Atomic philology and parallel philology

some implications of CITE architecture

Neven Jovanović /
University of Zagreb
Heidelberg, 13 May 2017
This page:
OSF repository:




Actionable and interoperable?

Powers of ten!


We do not design for books.

We design to make knowledge explicit.

We design to make explicit
knowledge about a text.

We design to make explicit
knowledge about complex cultural phenomena.

We design objects that will be manipulated.

"Manipulated" means:
reordered, relocated, reformatted, repurposed, improved, enhanced, criticized.

To manipulate anything, we should be able to reach it.

The unreachable is unusable.

For a digital object, to reach is to cite:
provide an address...
an address that is actionable.

Ergo: to manipulate anything digitally, we should be able to cite it
(in an actionable way).

The uncitable is unusable.

A digital object is reachable (citable)
if it has an identifier.

An identifier may be
an address, a number, a code.

Well, then...

How should an identifier for objects of an edition look like?

And what are the objects in an edition, anyway?

Catulli carmina, ed.

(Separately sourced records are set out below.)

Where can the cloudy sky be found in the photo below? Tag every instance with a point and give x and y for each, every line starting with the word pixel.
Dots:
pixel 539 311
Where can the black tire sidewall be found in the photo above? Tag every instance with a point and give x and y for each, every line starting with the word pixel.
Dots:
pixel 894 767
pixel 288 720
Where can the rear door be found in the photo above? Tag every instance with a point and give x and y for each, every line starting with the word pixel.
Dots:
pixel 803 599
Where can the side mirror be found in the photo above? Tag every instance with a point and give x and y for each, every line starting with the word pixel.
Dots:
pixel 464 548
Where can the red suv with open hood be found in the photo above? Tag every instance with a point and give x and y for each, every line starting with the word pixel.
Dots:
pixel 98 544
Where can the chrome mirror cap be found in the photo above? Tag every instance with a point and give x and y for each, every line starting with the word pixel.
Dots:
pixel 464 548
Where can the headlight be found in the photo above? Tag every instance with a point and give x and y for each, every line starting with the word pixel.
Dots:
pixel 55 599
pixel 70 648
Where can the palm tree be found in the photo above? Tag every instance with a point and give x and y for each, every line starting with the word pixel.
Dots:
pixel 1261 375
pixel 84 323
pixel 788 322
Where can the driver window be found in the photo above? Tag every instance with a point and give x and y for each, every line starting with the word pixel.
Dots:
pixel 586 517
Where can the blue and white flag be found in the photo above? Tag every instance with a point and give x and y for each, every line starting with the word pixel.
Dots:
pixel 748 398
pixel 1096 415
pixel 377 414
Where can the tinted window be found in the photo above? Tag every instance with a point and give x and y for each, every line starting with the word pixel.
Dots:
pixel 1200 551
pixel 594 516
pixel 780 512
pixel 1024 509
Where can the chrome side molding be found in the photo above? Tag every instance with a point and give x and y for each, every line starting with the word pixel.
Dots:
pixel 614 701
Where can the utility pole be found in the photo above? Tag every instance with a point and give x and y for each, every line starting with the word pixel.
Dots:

Doering, 1820

An ordered hierarchy of content objects


The editor decides
(and is responsible for)
what to make citable in the text.

The editor is responsible for assigning (actionable) identifiers to the objects he or she wants to make citable.

For example...

The identifiers (URNs) can be just numbers and letters.

DOI: 10.17605/OSF.IO/DBF73
ISBN: 9780715617106
VIAF: 100218993


The URNs can have a meaningful structure, reflecting hierarchical levels of our edition.

CITE Architecture

Smith & Blackwell, 2001–

The editor distinguishes
(and makes citable and actionable)
hierarchical levels in an edition.



Overlapping hierarchies in a text

are a well known challenge.


multiple documents, milestones, joins, stand-off markup?

CITE architecture makes it easy to handle multiple documents
(concurrent versions).

The editor is responsible for
separating concerns:

he or she has to organize various categories of knowledge into separate documents.

Lectiones variae; corrections; metrical, grammatical, lexicographical commentary...

Catullus 53:

Merrill (complete); Merrill (simplified markup); Merrill, c. 53 (tokenized into words); Merrill, c. 53 scanned; Merrill, c. 53 (tokenized into sentence); Merrill, c. 53 (lemmatized); Merrill, c. 53 (analyzed morphologically); Doering, c. 53 (tokenized into words, with commentary); Marulić, c. 53 (tokenized into words, with commentary)

Sources from: PerseusDL/canonical-latinLit (Github)

A new set of criteria on which to judge
a scholarly edition:

how well is its knowledge organized?

Actionable and interoperable?

A URN, published on the internet, becomes (digitally) reachable from the outside world.

Remember: in a digital world, to reach is to (be able to) manipulate.

This is what "actionable" means.

But we have to know what we'll find.

We have to understand a URN
to be able to program for it!


This is what "interoperable" means.

Powers of ten

Powers of Ten (Eames Office, 1977)

Cosmic View (Kees Boeke, 1957)

What will happen if CITE architecture is widely adopted?

What will happen if scholarly editions become actionable and interoperable from "the top" to "the atomic level"?

What will happen if scholarly editions become actionable and interoperable
in parallel?

My brain can manipulate two or five or ten ideas (in one go).

My computer can manipulate
tens or hundreds or thousands or millions of objects (if they have identifiers).

If we give our knowledge digital form, boundaries and names, computers can reach it and manipulate it.

Our knowledge becomes (digitally) actionable and interoperable.

My computer can manipulate
(combine, select, reorganize, repurpose...)
tens or hundreds or thousands or millions of (well identified) knowledge-objects.

We know how to interpret individual
(or a couple of) words, passages, texts, genres.

How will we interpret
thousands, millions of words, passages, texts, genres?

How will we check these interpretations?